Ao nível da “promoção e inovação dos novos materiais”, da “promoção de simbioses industriais”, do “potencial de novos modelos de reciclagem pós e pré-consumo”, da “formação do ecodesign e no trabalhar o mercado na sensibilização da sociedade”, Matos Fernandes está convencido que há uma “oportunidade única” para o “setor da moda”, quer seja no têxtil, quer seja no calçado. “Não tenhamos dúvidas, temos que pensar que a economia circular não é a salvação do planeta como também a bioeconomia não será a solução para uma economia neutra em carbono. É mesmo da conjunção destas e de outras dimensões que vamos ter que falar e construir”, refere.

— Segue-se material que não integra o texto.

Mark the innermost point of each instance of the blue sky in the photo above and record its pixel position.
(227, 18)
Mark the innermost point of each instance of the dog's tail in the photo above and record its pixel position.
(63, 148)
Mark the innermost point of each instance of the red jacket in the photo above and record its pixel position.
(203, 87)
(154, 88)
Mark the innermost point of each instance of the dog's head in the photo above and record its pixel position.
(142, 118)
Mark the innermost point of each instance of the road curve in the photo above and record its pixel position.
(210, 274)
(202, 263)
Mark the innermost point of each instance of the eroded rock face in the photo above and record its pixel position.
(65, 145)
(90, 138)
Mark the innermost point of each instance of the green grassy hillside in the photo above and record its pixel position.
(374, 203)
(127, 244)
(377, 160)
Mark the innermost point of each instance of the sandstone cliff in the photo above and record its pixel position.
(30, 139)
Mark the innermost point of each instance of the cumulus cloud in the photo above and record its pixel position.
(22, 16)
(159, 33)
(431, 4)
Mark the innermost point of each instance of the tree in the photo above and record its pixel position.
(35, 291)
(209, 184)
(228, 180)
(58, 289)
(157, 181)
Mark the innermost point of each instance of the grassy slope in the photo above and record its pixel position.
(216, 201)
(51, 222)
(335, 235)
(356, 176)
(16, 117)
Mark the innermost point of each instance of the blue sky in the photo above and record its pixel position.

Mesmo em tempo de pandemia, o ministro do Ambiente acredita que a transformação vai acontecer e será de forma rápida: “Vamos sair (da crise) com vontade de caminhar depressa sem usar os sapatos do passado mas sim os sapatos do futuro na corrida que temos pelo futuro”. E o setor do calçado vai estar numa “dupla” linha da frente: “Na linha da frente de criar emprego qualificado e bem-estar para aqueles que dependem do setor e, ao mesmo tempo, contribuir decisivamente para o projeto neutralidade carbónica e para que Portugal honre os compromissos que tem para com os seu concidadãos e para com todo mundo neste setor que é essencial para as gerações futuras”, remata.